La société de portage centralise la facturation, les charges et la paie. C’est précisément ce qui séduit beaucoup de professionnels du bien-être qui veulent se concentrer sur leur cœur de métier.
Le portage entrepreneurial ne remplace pas toutes les structures. Mais il peut être un excellent tremplin. Pour certains thérapeutes, c’est même la solution la plus fluide pour démarrer, tester un marché ou travailler avec plus de légèreté. Et lorsque l’on veut avancer vite sans s’engluer dans le papier, ce n’est pas un luxe.
Les erreurs à éviter avant de choisir son statut de thérapeute
Le plus grand piège n’est pas toujours fiscal. Il est souvent conceptuel. On mélange les mots, on se fie à une formation séduisante, on oublie la couverture de risque, et l’on s’engage un peu trop vite. Pour éviter ça, gardez ces points en tête.
- Confondre titre libre et titre protégé : le mot thérapeute est libre, mais psychologue et psychothérapeute ne le sont pas. La nuance est essentielle.
- Choisir une formation sans vérifier sa qualité : regardez le contenu, les heures, la supervision et la reconnaissance du parcours. Une belle promesse ne suffit pas.
- Oublier l’assurance responsabilité civile professionnelle : elle est indispensable en pratique, surtout pour sécuriser votre activité et rassurer vos clients. Nous détaillons ce point dans notre page sur l’assurance professionnelle des thérapeutes.
- Se lancer sans avis croisés : un expert-comptable, un juriste ou un professionnel déjà installé peuvent vous éviter une erreur coûteuse.
En clair, ne choisissez pas avec une seule paire de lunettes. Croisez les regards. Vérifiez les textes. Comparez les chiffres. Et, surtout, ne confondez jamais rapidité de lancement et solidité du cadre.
Passer à l’action sans se tromper
Une bonne décision se prépare. Pas besoin d’un plan de bataille interminable, mais un minimum de méthode vous fera gagner du temps et de l’argent.

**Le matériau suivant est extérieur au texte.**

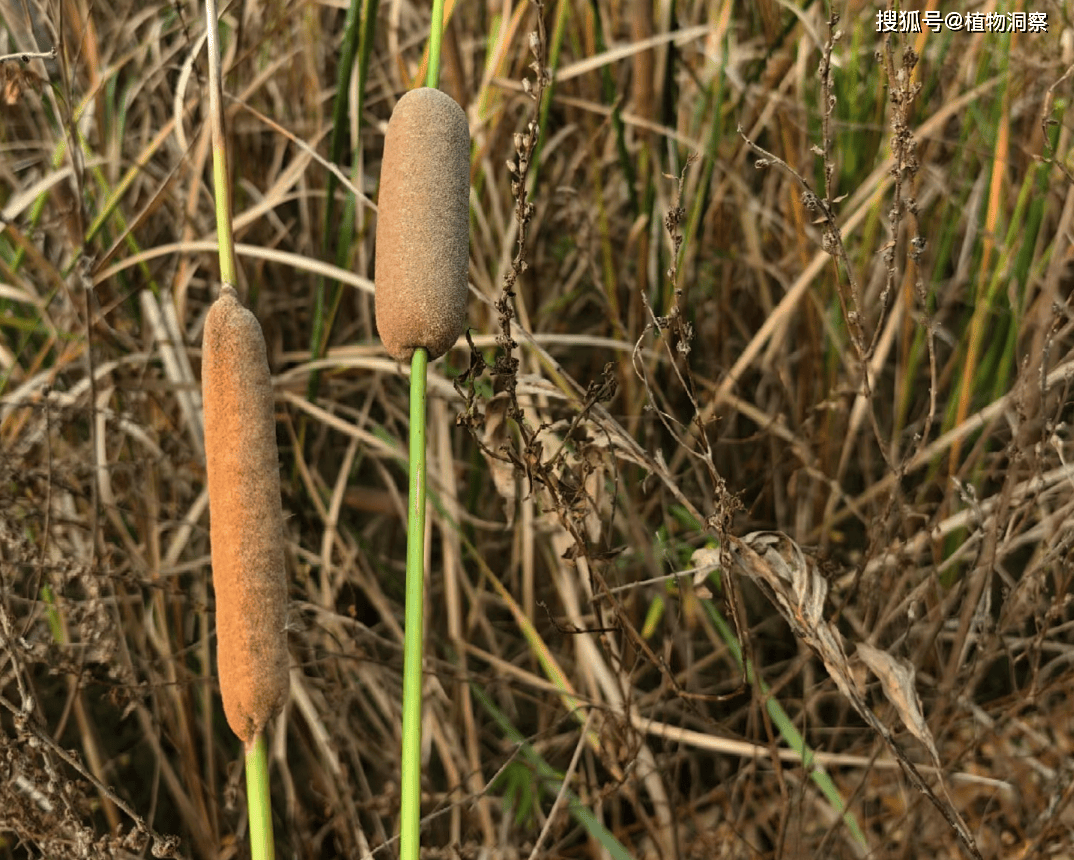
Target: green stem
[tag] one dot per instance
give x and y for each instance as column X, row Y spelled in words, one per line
column 435, row 37
column 221, row 184
column 410, row 782
column 258, row 801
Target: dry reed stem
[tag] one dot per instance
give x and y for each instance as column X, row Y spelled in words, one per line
column 246, row 518
column 423, row 226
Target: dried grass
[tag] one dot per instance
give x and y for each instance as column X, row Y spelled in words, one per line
column 928, row 482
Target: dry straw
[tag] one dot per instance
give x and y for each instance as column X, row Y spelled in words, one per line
column 423, row 226
column 246, row 518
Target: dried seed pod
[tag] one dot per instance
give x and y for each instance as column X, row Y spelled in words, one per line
column 423, row 226
column 246, row 518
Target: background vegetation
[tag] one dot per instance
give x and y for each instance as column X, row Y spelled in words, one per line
column 677, row 341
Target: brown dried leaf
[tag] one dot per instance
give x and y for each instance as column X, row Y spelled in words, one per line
column 897, row 679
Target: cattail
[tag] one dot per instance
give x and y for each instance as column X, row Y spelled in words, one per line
column 423, row 226
column 245, row 516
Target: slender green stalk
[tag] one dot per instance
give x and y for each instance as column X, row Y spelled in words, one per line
column 435, row 37
column 221, row 184
column 412, row 646
column 410, row 806
column 257, row 800
column 257, row 767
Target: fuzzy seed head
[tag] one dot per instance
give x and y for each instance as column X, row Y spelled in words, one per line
column 246, row 518
column 423, row 226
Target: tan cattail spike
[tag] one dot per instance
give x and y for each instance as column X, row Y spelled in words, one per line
column 423, row 226
column 246, row 518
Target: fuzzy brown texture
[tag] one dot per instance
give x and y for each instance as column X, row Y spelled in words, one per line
column 246, row 518
column 423, row 226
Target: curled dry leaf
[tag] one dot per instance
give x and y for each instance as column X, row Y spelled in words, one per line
column 897, row 679
column 781, row 569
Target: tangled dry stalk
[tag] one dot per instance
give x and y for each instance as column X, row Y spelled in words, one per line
column 864, row 347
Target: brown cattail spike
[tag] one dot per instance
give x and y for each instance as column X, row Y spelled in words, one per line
column 423, row 226
column 246, row 518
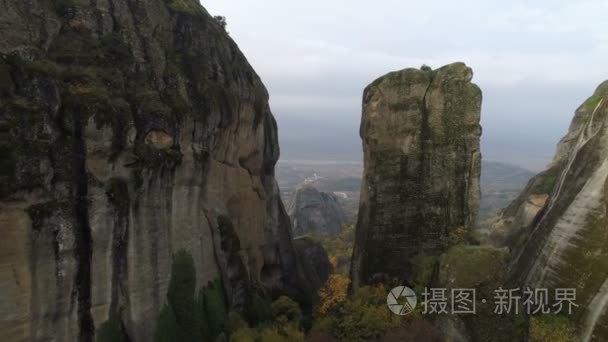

Si vous voulez choisir son statut de thérapeute avec justesse, la logique est simple : on teste les chiffres, on regarde le terrain, puis on valide le cadre.
- Faire un prévisionnel sur 3 ans : estimez votre chiffre d’affaires, vos charges fixes, vos investissements et vos cotisations. Comparez au moins deux scénarios, par exemple une activité prudente et une activité en montée de régime.
- Choisir votre lieu d’exercice : cabinet partagé, domicile professionnel, centre pluridisciplinaire ou activité mixte. Le lieu influence vos frais, votre image et parfois vos contraintes logistiques.
- Prévoir votre visibilité : site web, référencement local, annuaires spécialisés, réseau de partenaires, bouche-à-oreille. Sans visibilité, même le meilleur statut reste un moteur sans carburant.
- Valider votre cadre légal et administratif : titre autorisé, inscription éventuelle, assurance RC Pro, règles de facturation, mentions légales et organisation de vos données clients.
Si vous exercez en solo avec peu de charges, la micro-entreprise peut être parfaite pour démarrer. Si votre activité monte en puissance, l’EI au réel, l’EURL ou la SASU prennent souvent l’avantage. Et si vous voulez une solution souple, légale et administrativement allégée, le portage entrepreneurial vaut vraiment le détour.
Pour échanger sur votre situation, vous pouvez aussi nous contacter.
En résumé, choisir son statut de thérapeute revient à aligner trois éléments : votre titre, votre rythme d’activité et votre niveau de protection. Quand ces trois lignes s’accordent, votre cabinet avance droit. Et là, tout devient plus simple.